Das ist das Ergebnis
Kompetenzgerangel zwischen Bund und Ländern, Rechtsstreit um die Notbremse, und mittendrin laufen die Intensivstationen über: Manchmal wünscht man sich einfach weit weg, in die USA zum Beispiel, wo die Pandemiebekämpfung mittlerweile wenigstens auf eine einfache Formel zu bringen ist - "Shots in Arms and Money in Pockets", also Spritzen in die Arme und Geld in die Taschen.
Für Deutschland ruft Optimist Scholz zwar schon den "Endspurt" aus, aber: "Da braucht man noch einmal richtig viel Luft und Kraft." Vor allem brauchen die Krankenhäuser Entlastung, meint Karl Lauterbach.
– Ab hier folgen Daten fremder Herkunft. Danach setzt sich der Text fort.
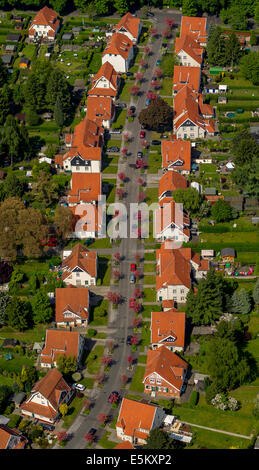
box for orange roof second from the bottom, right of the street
[143,346,188,391]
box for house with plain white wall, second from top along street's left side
[102,33,134,73]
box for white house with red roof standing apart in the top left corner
[29,6,60,41]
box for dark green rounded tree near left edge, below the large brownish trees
[6,297,30,331]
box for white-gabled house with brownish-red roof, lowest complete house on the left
[20,369,75,424]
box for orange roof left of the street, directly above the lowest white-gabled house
[40,330,82,364]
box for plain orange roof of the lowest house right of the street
[116,398,157,439]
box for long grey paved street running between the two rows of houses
[56,11,180,449]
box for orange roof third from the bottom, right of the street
[150,308,185,348]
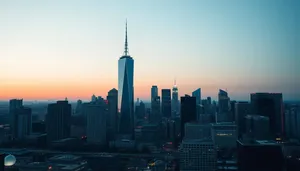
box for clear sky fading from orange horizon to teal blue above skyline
[0,0,300,100]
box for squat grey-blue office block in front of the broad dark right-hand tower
[245,115,270,140]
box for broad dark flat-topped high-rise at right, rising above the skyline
[251,93,284,138]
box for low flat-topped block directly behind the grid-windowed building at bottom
[184,123,212,139]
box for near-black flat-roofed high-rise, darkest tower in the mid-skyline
[180,95,197,140]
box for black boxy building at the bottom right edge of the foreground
[237,140,284,171]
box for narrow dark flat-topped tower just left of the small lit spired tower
[161,89,171,118]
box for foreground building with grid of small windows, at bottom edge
[179,139,217,171]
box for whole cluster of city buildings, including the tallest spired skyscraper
[0,24,300,171]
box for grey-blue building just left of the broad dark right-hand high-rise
[235,102,251,137]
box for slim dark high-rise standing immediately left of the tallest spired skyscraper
[107,88,119,140]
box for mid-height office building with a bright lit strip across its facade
[211,122,237,149]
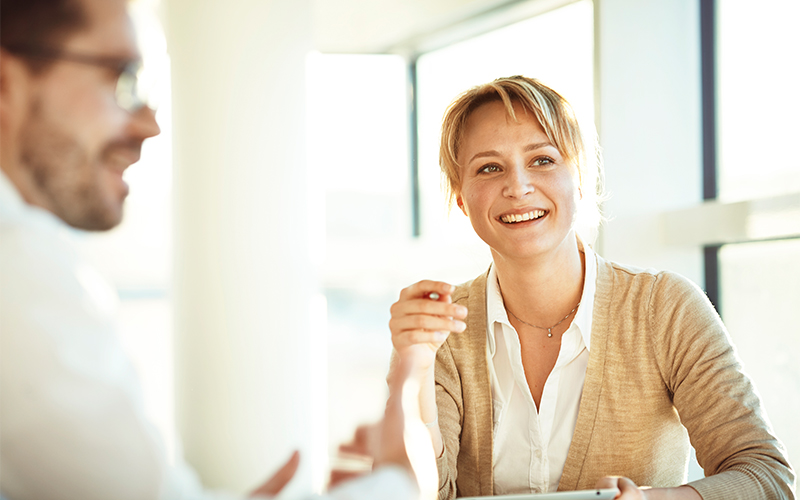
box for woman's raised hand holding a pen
[389,280,467,371]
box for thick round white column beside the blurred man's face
[165,0,326,491]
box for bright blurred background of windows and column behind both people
[72,0,800,493]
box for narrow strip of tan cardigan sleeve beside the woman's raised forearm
[435,342,464,500]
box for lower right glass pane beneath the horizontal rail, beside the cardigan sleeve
[719,239,800,464]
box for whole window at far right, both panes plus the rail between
[704,0,800,462]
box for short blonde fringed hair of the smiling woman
[439,76,603,241]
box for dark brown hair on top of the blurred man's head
[0,0,89,71]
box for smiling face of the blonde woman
[456,101,580,259]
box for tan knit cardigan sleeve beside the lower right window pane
[648,273,795,500]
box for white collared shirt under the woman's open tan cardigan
[486,245,597,495]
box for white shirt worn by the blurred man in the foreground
[0,171,418,500]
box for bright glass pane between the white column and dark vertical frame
[308,54,411,243]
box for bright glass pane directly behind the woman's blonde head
[417,0,594,243]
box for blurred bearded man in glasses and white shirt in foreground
[0,0,433,500]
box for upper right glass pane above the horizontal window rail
[717,0,800,201]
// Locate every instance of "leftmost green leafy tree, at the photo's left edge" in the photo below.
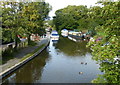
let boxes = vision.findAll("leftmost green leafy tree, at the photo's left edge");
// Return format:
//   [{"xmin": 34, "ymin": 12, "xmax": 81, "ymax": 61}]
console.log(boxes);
[{"xmin": 1, "ymin": 2, "xmax": 23, "ymax": 47}]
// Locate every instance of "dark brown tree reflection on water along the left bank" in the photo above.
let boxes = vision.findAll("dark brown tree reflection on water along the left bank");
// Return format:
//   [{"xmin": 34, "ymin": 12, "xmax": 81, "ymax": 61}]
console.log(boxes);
[{"xmin": 3, "ymin": 49, "xmax": 49, "ymax": 83}]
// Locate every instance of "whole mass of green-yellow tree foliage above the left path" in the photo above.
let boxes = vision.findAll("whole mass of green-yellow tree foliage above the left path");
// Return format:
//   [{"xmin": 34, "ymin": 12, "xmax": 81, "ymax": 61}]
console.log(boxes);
[{"xmin": 0, "ymin": 1, "xmax": 51, "ymax": 47}]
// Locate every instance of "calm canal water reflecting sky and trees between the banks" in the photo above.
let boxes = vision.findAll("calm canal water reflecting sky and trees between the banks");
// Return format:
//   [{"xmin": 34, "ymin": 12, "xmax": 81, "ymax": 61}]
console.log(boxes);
[{"xmin": 3, "ymin": 37, "xmax": 101, "ymax": 83}]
In Köln etwa werde schon eine "weiche Triage" betrieben, also Operationen verschoben. Eine Ausgangsbeschränkung könne helfen, je früher am Tag und je länger, desto besser: "Es geht wirklich um jede Stunde und jeden Einzelnen." Ein Allheilmittel sei es aber nicht – und selbst mit weiteren Maßnahmen werde es "schwer, die dritte Welle zu bewältigen."
Testen, Testen, Testen – und auch an die nicht-deutschsprechenden Bürger denken, das ist Christian Lindners Rezept: "Wir sind da immer sehr vorsichtig, aber Menschen mit Migrationshintergrund sind nicht so gut aufgeklärt." Lindner wie auch Bernd Althusmann beharren auf der Regionalität – vor Ort könne man die Inzidenzen immer noch am besten bewerten und gewichten.
Die Debatte könne man sich eigentlich "gar nicht mehr leisten", drängt Lauterbach, der lange Wochen im Lockdown prophezeit, bis die Inzidenz wieder unter die 100 sinkt. "Es ist wie ein Tanker, der langsam die Richtung wechselt."
Wer die Diskussion verfolgt hat, muss eher an ein Containerschiff denken: An die "Ever Given" - der angebliche "Endspurt" könnte sich nämlich als nervenzehrendes Geduldsspiel in Zeitlupe erweisen.